Ребенок слишком большой и взрослеющий трудно, и полный угроз
и загадок,
Бродяга, с размашистым шагом, Рембо, что пускается в путь,
порождая везде беспорядок,
Покуда свой ад не отыщет — такой совершенный, какой еще может
земля даровать,
С палящим солнцем в лицо и с извечным приказом молчать.
Вот он появился впервые среди литераторов этих ужасных, в кафе,
где царила беспечность,
Пришел, ничего не имея сказать, не считая того, что им найдена
Вечность,
Ничего не имея сказать, не считая того, что мир наш — не тот.
Лишъ один человек — среди смеха, и дыма, и кружек, и этих
моноклей и спутанных грязных бород, —
Лишь один взглянул на ребенка и понял, кто перед ним,
Он взглянул на Рембо — и все кончено было отныне: растаял,
как дым,
Современный Парнас и с ним вместе лавочка эта,
Где, как валики для музыкальных шкатулок, изготовляют сонеты.
Вce разбито, все стало ничем — ни любимой жены, ни прежних
объятий,
Только б вслед за ребенком этим идти… Что сказал он в угаре
мечты и проклятий?
Наполовину понятно, что он говорит, но достаточно и половины.
Вдаль глаза его синие смотрят, и если беду навлекают, то в этом
они неповинны.
Слабый Верден! Оставайся отныне один, ибо дальше не мог ты идти.
Уезжает Рембо, не увидишь его никогда, и в углу твоем можно
найти
Только то, что осталось теперь от тебя — нечто полубезумное,
правопорядку грозящее даже,
И бельгийцы, собрав это нечто, в тюрьме его держат, под стражей.
Он один. Он лишился всех прав и душой погрузился во мрак.
От жены получил он решенье суда: расторгается брак.
Спета Добрая Песня, разрушено скромное счастье его.
На расстоянии метра от глаз, кроме голой стены, — ничего.
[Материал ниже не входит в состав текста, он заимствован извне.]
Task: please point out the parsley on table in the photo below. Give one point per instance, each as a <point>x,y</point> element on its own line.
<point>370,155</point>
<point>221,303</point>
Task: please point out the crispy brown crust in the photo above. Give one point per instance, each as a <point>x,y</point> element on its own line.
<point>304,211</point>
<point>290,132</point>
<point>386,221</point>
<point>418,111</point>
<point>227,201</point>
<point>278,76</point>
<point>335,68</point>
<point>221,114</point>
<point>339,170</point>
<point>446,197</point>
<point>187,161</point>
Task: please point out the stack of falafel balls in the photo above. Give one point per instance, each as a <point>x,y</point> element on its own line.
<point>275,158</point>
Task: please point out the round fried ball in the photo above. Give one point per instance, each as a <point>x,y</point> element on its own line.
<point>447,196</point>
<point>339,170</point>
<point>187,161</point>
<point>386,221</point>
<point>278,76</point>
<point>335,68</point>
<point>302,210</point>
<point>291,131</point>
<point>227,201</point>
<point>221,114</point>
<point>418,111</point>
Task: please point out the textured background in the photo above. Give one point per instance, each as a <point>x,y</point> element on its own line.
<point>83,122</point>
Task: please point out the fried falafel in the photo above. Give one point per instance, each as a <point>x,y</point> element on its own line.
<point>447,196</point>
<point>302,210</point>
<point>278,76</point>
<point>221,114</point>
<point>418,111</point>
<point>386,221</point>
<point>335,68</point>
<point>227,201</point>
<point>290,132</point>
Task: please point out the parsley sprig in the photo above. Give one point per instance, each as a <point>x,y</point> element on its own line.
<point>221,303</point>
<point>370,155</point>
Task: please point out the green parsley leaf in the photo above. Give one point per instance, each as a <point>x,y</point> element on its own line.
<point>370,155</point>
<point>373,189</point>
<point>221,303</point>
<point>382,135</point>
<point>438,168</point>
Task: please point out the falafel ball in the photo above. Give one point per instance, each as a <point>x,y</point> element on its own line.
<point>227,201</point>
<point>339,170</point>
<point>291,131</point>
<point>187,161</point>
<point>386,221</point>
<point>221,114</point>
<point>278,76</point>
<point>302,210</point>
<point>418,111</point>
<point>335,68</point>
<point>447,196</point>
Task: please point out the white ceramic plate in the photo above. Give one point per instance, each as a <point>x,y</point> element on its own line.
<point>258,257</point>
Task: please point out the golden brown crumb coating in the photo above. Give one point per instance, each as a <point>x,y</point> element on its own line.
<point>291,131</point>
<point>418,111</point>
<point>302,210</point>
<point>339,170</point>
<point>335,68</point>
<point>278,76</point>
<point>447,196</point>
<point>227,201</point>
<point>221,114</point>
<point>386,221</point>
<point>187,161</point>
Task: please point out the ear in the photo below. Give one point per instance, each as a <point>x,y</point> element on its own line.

Мир, откуда он изгнан, — снаружи. А здесь только тело Поля
Верлена,
Только рана и жажда чего-то, что не ведает боли и тлена.
Так мало оконце вверху, что и свет в нем душу томит.
Неподвижно весь день он сидит и на стену глядит.
Место, где он теперь заключен, от опасности служит защитой,
Это замок, который на муки любые рассчитан,
Он пропитан весь кровью и болью, как Вероники одежды…
[184] И тогда наконец этот образ рождается, это лицо, словно проблеск
надежды,
Возникает из глуби времен, эти губы, которые не говорят,
И глаза эти, что погружают в тебя свой задумчивый взгляд,
Человек этот странный, который становится господом-богом,
Иисус, еще более тайный, чем стыд, и поведавший сердцу о многом.
Если ты попытался забыть договор, что тогда заключил,
О несчастный Верлен, как же ты не умел рассчитать своих сил!
Где искусство — добиться почета со всеми своими грехами?
Их как будто и нет, если скрыть их сумели мы сами.
Где искусство — по мерке житейской, как воск, Евангелье мять?
Грубиян безобразный, ну где тебе это понять!
Ненасытный! Немного вина в твоем было стакане, но густ был
осадок на дне,
Тонкий слой алкоголя — и сахар поддельный в вине,
Было сладости мало — но желчи хватало вполне.
О, как винная лавка редка по сравненью с больничной палатой!
И как редок печальный разгул по сравненью с твоей нищетою
проклятой!
Двадцать лет в Латинском квартале была она так велика, что
скандалом казалась скорей.
Нет земли и отсутствует небо, — ни бога нет, ни людей!
И так до конца, покуда тебе не позволено будет с последним
дыханьем
Погрузиться во тьму, повстречаться со смертью согласно с твоим
пожеланьем:
У проститутки в каморке, прижавшись лицом к половице,
В наготе своей полной, подобно ребенку, когда он родится.